Standard Chartered said it will cut more than 15% of its back-office roles by 2030, a reduction the bank put at around 7,800 jobs as it expands automation and artificial intelligence across the business.
The bank said it is scaling practical uses of automation, advanced analytics and artificial intelligence to streamline processes, improve decision-making and enhance client service and internal efficiency. The move is part of chief executive Bill Winters’ latest global strategy for the Asia and Africa-focused lender.
Standard Chartered did not say where the roles will go, but the bank has major back-office operations in India, China, Malaysia and Poland. The understands that some affected workers could be moved into other roles inside the business, rather than leaving the company altogether.
The cuts land in a year when corporate job reductions tied to technology and cost pressure have become harder to ignore. In February, Singapore’s biggest bank, DBS, said it expected to cut about 4,000 contract and temporary roles over the next three years. In April, Meta said it would cut 10% of its workforce, roughly 8,000 staff. Amazon announced in January that it would lay off more than 30,000 workers, while Oracle said it laid off more than 10,000 workers in 2025.

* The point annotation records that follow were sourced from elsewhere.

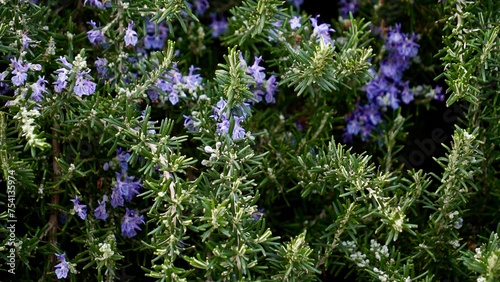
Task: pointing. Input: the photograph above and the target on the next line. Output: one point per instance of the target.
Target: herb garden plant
(207, 140)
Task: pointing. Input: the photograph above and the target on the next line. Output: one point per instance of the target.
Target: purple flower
(62, 75)
(406, 94)
(321, 31)
(223, 125)
(192, 81)
(126, 185)
(218, 109)
(38, 88)
(155, 35)
(257, 71)
(62, 267)
(83, 85)
(238, 131)
(130, 35)
(25, 40)
(4, 87)
(153, 95)
(130, 223)
(295, 22)
(296, 3)
(100, 212)
(116, 197)
(347, 6)
(189, 123)
(101, 65)
(218, 26)
(19, 71)
(363, 120)
(95, 36)
(80, 209)
(271, 89)
(95, 3)
(439, 93)
(122, 157)
(201, 6)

Standard Chartered is a UK-headquartered banking giant, and the latest plan shows how quickly AI is moving from pilot projects to staffing decisions. The bank said the changes are part of a push to increase profitability, but the lack of detail about which jobs will disappear leaves open a central question for workers in its global operations: how many of those 7,800 roles will truly vanish, and how many will simply be reshuffled into something else.